I hope you have a very happy birthday, enjoy it.
All the best.
Brian


----------



## barryd (May 9, 2008)

From your Toy Boy! X

When I was a real "Toy Boy"


----------



## JanHank (Mar 29, 2015)

Happy Birthday Sandra,
May you have many more.
Jan.

See the dog as black and furry:laugh:


----------



## rowley (May 14, 2005)

This is the day, Happy birthday Sandra.
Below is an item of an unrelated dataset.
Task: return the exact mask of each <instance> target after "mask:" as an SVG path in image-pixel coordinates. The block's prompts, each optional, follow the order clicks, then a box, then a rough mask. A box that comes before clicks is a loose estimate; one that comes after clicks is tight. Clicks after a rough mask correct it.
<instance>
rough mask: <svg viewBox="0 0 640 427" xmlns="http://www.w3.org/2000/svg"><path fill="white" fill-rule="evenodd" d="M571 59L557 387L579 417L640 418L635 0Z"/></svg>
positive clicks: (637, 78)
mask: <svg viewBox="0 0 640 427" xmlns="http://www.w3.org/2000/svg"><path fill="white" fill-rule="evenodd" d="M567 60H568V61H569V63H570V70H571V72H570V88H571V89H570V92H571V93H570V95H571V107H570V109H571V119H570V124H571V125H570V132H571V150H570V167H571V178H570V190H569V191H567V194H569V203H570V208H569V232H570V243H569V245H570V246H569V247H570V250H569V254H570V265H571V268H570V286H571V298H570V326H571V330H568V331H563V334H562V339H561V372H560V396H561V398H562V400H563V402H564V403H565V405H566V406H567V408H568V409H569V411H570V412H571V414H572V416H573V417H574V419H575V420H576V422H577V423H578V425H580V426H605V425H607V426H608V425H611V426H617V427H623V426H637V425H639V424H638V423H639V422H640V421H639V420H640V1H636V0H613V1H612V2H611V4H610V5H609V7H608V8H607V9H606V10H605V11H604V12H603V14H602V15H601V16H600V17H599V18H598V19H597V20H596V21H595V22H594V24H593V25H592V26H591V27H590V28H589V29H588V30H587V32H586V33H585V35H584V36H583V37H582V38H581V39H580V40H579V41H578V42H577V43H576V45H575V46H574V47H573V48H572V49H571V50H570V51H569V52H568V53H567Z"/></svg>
I hope that you will get some special treatment today.


----------



## suedew (May 10, 2005)

Have a wonderful day Sandra, hope you are being looked after by the family today xx


----------



## Don Madge (Jul 26, 2016)

Happy birthday Sandra from one "golden oldie" to another.


Don


----------



## listerdiesel (Aug 3, 2012)

Happy Birthday, Sandra, all the best to you and say Hi to Albert for us.

Peter


----------



## moblee (Dec 31, 2006)

SANDRA XXX


----------



## jiwawa (Jun 22, 2007)

Happy birthday Sandra - hope it was a good one


----------



## aldra (Jul 2, 2009)

I've had a lovely day

Open house for friends and family 

Buffet and chips provided as an when

Ok I know

But I never rid myself of the idea that food is the lynchpin 

To eat relax and chat means they all come back 

Well it works here >:wink2:

Sandra


----------



## erneboy (Feb 8, 2007)

Happy birthday Sandra.


----------



## Pudsey_Bear (Sep 25, 2008)

Bugger, missed it, many happy returns of the other day Sandra :kiss::kiss::kiss:>>


----------